# Ford 1300 Hydraulic problem



## tef (Jul 28, 2012)

Front loader and 3pt real sluggish after it heats up, appx an hour of operation. Then gets to where it's almost not working, real slow and choppy. Fluid level good on stick and no visible leaks. Several people have mentioned to clean filter or screen, but I cannot find where it is located. Tried diff places but not finding it. Can someone tell me where I can find this. Hoping a cleaning will solve my problem.


----------



## harry16 (Dec 8, 2011)

Take a look at the hydraulic fluid on your dipstick after it slows down. Look for air bubbles in the hydraulic fluid. Really fine air bubbles will cause the fluid to look milky. If so, you have a suction leak (probably an o-ring) somewhere on the suction side that gets worse with temperature. 

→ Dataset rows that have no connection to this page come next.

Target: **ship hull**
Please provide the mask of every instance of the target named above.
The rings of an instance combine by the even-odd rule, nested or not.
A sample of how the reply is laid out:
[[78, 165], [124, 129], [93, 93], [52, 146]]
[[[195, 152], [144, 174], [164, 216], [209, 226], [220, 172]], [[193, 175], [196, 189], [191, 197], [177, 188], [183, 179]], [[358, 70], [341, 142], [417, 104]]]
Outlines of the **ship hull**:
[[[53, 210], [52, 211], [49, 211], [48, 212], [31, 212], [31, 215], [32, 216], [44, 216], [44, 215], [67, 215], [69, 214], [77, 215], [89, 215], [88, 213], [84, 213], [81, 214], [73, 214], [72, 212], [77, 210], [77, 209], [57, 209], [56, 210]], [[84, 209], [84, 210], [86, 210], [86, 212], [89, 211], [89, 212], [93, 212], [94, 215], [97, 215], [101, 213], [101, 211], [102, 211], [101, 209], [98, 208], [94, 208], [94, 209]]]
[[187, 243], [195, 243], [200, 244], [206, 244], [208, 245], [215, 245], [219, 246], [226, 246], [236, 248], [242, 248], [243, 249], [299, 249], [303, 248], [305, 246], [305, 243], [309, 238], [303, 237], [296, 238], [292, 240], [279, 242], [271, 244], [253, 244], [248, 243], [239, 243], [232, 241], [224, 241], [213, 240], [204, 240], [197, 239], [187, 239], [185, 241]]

See attached diagram (items #8 & #15) for hydraulic filters. They NEED TO BE CHANGED, but I doubt that it will cause major change in performance as you are reporting.

Additional thought: The suction line (I think) is item #25. Check it for cracks/minor leaks along its extent. Check for possible leaking O-rings item #27. Also, the rubber bushing #24 may be collapsing with time shutting off fluid flow (or possibly an internal restriction with time), or leaking air at the connections. Remember, this is a suction line - no pressure - just suction. Minor fluid leaks serve to indicate a possible air leaks (if oil can come out, air can go in).


----------



## tef (Jul 28, 2012)

thanks harry16, very helpful info, thanks for diagram, this will help me get started and at least rule out some things. thanks again.


----------



## tef (Jul 28, 2012)

Got it apart, found the filter. lots of sludge and trash on filter. I'm sure it has never been changed or looked at. Hope this solves the problem, I know it will help anyway. Thanks again.
(trying to order new filter)


----------